She admits to being something of a loner who wanted a job where she wouldn’t have to work with other people. On Tuesday, though, Professor Karen Keskulla Uhlenbeck was awarded the world’s leading prize in mathematics in front of lots of people, including Norway’s monarch.
“I think about it (mathematical problems) all the time,” the 76-year-old from the University of Texas at Austin told Norwegian newspaper Aftenposten before receiving this year’s Abel Prize in Oslo. She said she likes best to sit with a notepad and write things down, then set it aside for awhile, then come back to it. “It helps to take notes, but I don’t take care of them,” she said. “I start all over again all the time, because I think I can perhaps find a new way to solve them.”
The Norwegian Academy of Science and Letters awarded the Abel Prize for 2019 to Uhlenbeck “for her pioneering achievements in geometric partial differential equations, gauge theory and integrable systems, and for the fundamental impact of her work on analysis, geometry and mathematical physics.”
She doesn’t expect most folks to understand what she’s been doing for the past 50 years, but her research is used in the development of computers and artificial intelligence. She’s a bit worried about the latter, but the applications of her work don’t drive her. She’s still most engaged by the sheer mathematics involved.

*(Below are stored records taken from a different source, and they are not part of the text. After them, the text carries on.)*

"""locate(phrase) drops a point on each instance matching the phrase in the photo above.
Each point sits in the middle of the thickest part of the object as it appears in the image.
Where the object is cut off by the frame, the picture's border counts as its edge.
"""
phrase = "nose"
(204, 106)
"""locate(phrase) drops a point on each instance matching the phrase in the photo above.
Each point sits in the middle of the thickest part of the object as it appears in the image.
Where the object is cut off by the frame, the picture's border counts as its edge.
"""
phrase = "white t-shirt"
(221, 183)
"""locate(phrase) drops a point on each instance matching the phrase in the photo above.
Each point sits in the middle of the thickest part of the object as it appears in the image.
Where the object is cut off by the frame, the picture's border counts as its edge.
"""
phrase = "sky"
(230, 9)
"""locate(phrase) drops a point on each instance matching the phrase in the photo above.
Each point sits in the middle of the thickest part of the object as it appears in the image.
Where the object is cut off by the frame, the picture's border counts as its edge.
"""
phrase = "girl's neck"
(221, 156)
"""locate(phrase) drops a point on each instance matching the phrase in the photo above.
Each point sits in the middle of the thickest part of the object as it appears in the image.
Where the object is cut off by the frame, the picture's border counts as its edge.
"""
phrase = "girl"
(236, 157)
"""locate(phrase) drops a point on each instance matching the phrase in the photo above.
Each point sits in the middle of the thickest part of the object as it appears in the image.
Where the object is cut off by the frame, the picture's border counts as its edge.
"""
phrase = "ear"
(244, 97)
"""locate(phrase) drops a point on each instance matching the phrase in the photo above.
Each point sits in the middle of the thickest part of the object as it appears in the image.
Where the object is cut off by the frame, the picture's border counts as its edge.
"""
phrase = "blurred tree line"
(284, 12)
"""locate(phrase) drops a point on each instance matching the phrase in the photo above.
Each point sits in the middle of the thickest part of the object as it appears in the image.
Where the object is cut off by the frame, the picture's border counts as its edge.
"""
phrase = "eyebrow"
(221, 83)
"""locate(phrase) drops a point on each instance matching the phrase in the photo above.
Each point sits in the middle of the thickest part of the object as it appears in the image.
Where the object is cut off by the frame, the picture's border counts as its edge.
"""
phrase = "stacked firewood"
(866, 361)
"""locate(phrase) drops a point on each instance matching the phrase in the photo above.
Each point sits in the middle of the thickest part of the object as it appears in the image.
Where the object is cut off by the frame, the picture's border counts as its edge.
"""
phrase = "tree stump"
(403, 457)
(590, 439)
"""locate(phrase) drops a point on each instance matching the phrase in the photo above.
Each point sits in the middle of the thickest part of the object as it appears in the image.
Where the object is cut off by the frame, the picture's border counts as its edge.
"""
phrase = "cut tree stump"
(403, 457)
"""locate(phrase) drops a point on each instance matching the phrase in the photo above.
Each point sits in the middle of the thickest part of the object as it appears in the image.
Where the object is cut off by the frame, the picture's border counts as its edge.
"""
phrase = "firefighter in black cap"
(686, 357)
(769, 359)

‘Her influence has been great’
Nils A Baas, a math professor at the Norwegian University of Science and Technology (NTNU) in Trondheim, noted in newspaper Dagens Næringsliv (DN) over the weekend that Uhlenbeck is the first woman to win the Abel Prize, and Norwegian media has made a point of that as well. Baas added, though, that Uhlenbeck didn’t win the prize because she’s a woman, “but because she has, in an impressive manner, contributed to mathematics both in bredth and in depth.” He called her work “central in the modern development of geometry, analysis and mathematical physics, where her influence has been great.”
Uhlenbeck has also won the US’ National Medal of Science. She worked at the University of Texas in Austin from 1988 until retiring just five years ago. Uhlenbeck is now “Visiting Senior Research Scholar” at Princeton University and a Visiting Associate at the Institute for Advanced Study (IAS).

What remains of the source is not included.